Como o FaceApp já avisava antes, muitos desses dados são usados para o direcionamento de propaganda personalizada e para a criação de perfis de consumo. Nesse último quesito, os dados são agrupados e supostamente anonimizados para criar perfis que são repassados a parceiros. Apesar do novo texto, chama a atenção um outro trecho antigo: “Poderemos usar esses dados anonimizados, agregados e não-identificados e compartilhá-los com terceiros para fins de negócios legais”. O documento não revela exatamente quais são esses negócios. 

“O problema aqui é que não existem dados 100% anonimizados. Ele também precisa especificar quais são esses fins de negócio. Não basta dizer que vai compartilhar com terceiros para propósitos de negócios. O app abre o leque demais”, diz Bioni. 

Entre os agentes que podem receber os dados coletados pelo app estão empresas afiliadas e subsidiárias da Wireless Lab, provedores de serviços (como canais de ajuda ao cliente), parceiros de propaganda, redes sociais, conselheiros profissionais (como advogados) e agentes de segurança. Como antigamente, a Wireless Lab avisa que se a empresa for vendida os dados do usuários são parte do negócio e passarão a ser controlados pelo novo dono da empresa. 

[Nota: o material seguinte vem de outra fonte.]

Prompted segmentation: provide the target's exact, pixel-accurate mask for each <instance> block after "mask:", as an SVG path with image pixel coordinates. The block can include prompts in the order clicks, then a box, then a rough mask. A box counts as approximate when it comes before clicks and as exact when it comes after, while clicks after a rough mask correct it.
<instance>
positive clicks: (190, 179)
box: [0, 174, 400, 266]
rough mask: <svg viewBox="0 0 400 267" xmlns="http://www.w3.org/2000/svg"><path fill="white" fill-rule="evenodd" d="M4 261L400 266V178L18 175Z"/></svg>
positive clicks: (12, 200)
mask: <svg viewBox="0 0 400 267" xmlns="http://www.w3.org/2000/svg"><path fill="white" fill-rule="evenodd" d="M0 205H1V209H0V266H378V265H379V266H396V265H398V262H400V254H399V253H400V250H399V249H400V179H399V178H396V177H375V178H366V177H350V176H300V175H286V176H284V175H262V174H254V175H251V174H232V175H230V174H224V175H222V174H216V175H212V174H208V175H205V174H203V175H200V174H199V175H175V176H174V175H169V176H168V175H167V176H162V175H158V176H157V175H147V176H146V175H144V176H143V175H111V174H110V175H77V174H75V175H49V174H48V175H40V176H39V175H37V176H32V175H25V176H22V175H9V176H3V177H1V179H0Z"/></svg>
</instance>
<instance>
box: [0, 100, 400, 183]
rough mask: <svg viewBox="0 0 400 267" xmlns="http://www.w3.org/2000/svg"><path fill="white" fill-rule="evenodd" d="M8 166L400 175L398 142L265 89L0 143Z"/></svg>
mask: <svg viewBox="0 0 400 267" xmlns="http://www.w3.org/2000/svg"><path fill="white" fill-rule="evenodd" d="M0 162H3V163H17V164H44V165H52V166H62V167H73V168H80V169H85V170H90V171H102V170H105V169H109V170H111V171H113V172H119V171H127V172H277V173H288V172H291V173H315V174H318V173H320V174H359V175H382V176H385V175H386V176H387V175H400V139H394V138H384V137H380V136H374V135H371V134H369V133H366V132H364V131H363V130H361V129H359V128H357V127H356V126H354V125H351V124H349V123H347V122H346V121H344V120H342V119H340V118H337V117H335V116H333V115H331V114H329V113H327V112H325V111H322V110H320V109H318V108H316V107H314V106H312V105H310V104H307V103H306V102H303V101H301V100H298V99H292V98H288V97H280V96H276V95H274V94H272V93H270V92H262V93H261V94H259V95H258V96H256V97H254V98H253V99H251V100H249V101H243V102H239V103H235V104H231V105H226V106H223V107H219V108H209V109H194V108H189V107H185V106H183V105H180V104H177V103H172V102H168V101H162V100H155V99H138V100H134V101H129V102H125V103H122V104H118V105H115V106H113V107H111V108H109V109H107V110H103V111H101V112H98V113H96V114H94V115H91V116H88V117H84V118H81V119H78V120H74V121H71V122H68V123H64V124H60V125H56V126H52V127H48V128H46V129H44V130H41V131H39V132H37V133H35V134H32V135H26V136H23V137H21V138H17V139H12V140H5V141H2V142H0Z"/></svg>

“Eles comunicam que compartilham as informações coletadas com parceiros, mas também não especificam exatamente quais parceiros. Então quando os termos de privacidade são bem genéricos e quando o usuário não paga pelo serviço ele acaba pagando com os seus dados. Para nós ainda é nebulosa a forma de monetização desse aplicativo. Isso não está claro”, diz Fábio Assolini, analista sênior da empresa de segurança Kaspersky.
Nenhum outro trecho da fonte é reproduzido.